Researchers found that dogs likely first moved to the New World thousands of years ago, alongside human settlers coming from Siberia across what is now the Bering Strait.
They then lived here relatively undisturbed until European settlers arrived in about the 15th century, whereupon the colonizers' breeds quickly displaced indigenous canine populations.
"People in Europe and the Americas were genetically distinct, and so were their dogs," said Greger Larson, director of the Palaeo-BARN at Oxford and senior author of the study.
"And just as indigenous people in the Americas were displaced by European colonists, the same is true of their dogs."
The findings are based on research by an international team of 50 scientists, who looked at the DNA of the remains of 71 ancient dogs and compared these to modern American animals.
The research was led by the University of Oxford, University of Cambridge, Queen Mary University of London and Durham University.
Scientists found that the ancient dogs came first from Siberia, and that modern American breeds share few common genetic connections.
The oldest evidence for dogs in the Western Hemisphere dates back about 10,000 years, some 6,500 years after the first humans arrived.
These "pre-contact" dogs have few genetic connections to modern American breeds, researchers found.
It appears that native dog populations could have been wiped out through a number of causes, including disease, persecution and Europeans' desire to raise their own breeds.

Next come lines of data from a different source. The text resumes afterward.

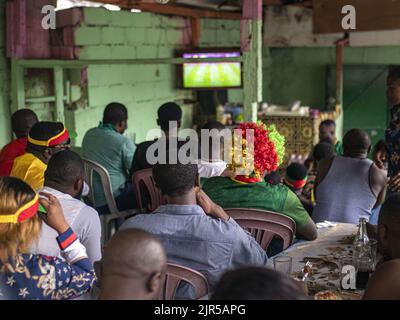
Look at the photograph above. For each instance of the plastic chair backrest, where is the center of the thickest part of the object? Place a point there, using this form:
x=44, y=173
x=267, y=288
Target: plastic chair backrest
x=92, y=168
x=176, y=274
x=265, y=225
x=148, y=196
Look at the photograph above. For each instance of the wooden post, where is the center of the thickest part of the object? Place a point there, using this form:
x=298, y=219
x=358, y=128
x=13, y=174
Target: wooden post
x=339, y=83
x=59, y=94
x=17, y=86
x=251, y=43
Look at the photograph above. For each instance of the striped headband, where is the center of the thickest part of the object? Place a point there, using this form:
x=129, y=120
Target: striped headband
x=54, y=141
x=26, y=212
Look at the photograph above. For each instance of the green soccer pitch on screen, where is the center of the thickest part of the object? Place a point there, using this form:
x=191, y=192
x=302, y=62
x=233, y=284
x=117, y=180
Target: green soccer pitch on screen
x=214, y=74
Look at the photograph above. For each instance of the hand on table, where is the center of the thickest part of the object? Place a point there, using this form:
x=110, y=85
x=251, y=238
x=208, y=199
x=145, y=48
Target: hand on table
x=209, y=207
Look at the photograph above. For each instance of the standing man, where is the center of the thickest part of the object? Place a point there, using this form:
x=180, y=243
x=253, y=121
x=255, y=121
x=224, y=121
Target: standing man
x=393, y=131
x=21, y=123
x=169, y=120
x=107, y=146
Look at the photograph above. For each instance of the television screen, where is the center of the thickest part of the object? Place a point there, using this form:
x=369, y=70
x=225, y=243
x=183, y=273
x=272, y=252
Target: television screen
x=213, y=74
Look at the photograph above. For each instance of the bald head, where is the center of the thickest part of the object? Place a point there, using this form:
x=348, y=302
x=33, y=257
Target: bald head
x=133, y=266
x=356, y=142
x=22, y=121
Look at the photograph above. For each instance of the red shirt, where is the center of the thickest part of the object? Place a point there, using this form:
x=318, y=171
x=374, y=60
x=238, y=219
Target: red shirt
x=11, y=151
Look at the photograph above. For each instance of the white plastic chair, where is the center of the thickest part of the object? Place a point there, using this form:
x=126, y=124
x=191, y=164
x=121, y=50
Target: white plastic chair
x=108, y=227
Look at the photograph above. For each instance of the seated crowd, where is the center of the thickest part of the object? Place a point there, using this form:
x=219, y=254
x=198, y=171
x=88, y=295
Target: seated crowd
x=51, y=234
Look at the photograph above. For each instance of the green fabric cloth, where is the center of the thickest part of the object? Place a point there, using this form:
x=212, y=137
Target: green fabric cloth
x=262, y=195
x=114, y=152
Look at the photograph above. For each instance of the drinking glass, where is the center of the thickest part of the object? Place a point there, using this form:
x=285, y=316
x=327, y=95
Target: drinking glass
x=373, y=245
x=346, y=266
x=283, y=264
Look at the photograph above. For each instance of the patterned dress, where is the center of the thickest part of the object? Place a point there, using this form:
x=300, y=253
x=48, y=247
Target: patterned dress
x=393, y=142
x=38, y=277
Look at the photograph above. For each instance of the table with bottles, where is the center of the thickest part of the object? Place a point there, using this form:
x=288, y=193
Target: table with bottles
x=334, y=245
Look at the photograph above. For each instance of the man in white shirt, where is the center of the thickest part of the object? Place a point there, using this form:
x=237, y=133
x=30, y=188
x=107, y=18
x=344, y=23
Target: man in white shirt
x=64, y=178
x=210, y=164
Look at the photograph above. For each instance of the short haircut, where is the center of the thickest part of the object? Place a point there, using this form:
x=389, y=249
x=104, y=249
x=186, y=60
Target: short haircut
x=327, y=123
x=296, y=171
x=175, y=179
x=394, y=74
x=22, y=121
x=213, y=125
x=169, y=111
x=64, y=168
x=115, y=113
x=323, y=150
x=45, y=130
x=255, y=283
x=390, y=211
x=356, y=140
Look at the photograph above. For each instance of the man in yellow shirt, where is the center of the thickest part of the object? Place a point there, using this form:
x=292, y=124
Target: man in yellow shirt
x=44, y=140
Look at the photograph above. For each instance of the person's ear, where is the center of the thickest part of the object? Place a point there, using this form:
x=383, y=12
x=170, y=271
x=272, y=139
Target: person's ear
x=155, y=283
x=78, y=185
x=98, y=269
x=47, y=153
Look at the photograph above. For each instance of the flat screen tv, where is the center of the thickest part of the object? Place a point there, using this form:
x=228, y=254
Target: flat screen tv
x=214, y=74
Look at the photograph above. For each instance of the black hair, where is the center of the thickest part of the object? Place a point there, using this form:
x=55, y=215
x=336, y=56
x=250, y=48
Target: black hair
x=356, y=140
x=296, y=171
x=169, y=111
x=327, y=123
x=115, y=113
x=391, y=210
x=22, y=121
x=213, y=125
x=394, y=74
x=273, y=178
x=256, y=283
x=323, y=150
x=175, y=179
x=45, y=130
x=380, y=145
x=64, y=168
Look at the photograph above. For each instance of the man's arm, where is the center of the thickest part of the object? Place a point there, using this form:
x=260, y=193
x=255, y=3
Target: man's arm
x=378, y=183
x=128, y=151
x=384, y=284
x=246, y=251
x=306, y=228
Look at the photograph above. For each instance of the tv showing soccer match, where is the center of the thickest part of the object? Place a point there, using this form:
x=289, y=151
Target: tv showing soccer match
x=213, y=74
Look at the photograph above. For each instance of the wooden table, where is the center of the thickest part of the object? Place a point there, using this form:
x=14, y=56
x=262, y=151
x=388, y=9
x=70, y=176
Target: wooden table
x=332, y=244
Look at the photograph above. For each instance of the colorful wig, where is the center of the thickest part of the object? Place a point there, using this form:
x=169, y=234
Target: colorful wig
x=262, y=155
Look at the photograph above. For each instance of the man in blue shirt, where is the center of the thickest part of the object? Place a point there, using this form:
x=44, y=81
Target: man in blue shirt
x=195, y=232
x=107, y=146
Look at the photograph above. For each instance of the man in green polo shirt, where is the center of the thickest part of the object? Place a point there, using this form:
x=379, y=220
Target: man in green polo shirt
x=107, y=146
x=252, y=191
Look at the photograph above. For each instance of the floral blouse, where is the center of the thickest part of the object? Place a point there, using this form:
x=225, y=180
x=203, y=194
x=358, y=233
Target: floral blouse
x=38, y=277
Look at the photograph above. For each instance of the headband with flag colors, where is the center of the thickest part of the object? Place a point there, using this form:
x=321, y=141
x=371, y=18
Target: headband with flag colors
x=53, y=141
x=296, y=184
x=268, y=151
x=26, y=212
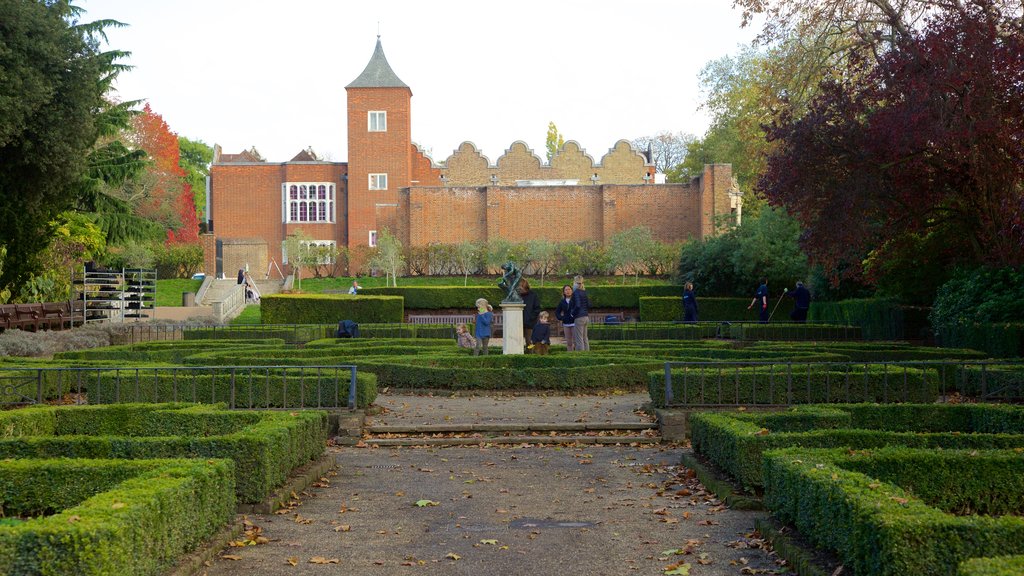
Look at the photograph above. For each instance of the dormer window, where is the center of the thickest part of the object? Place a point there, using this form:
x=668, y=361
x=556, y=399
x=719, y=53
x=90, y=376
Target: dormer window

Modern American dogs like Labradors and Chihuahuas are descended from Eurasian breeds introduced between the 15th and 20th centuries, said lead archaeologist Angela Perri from Durham University in England.
Strangely, the most direct genetic link between ancient American dogs and modern ones is found in a cancerous canine tumor derived from a dog that lived up to 8,000 years ago, the study states.
"It's quite incredible to think that possibly the only survivor of a lost dog lineage is a tumor that can spread between dogs as an infection," said Maire Ni Leathlobhair from the Department of Veterinary Medicine at the University of Cambridge.
"Although this cancer's DNA has mutated over the years, it is still essentially the DNA of that original founder dog from many thousands of years ago."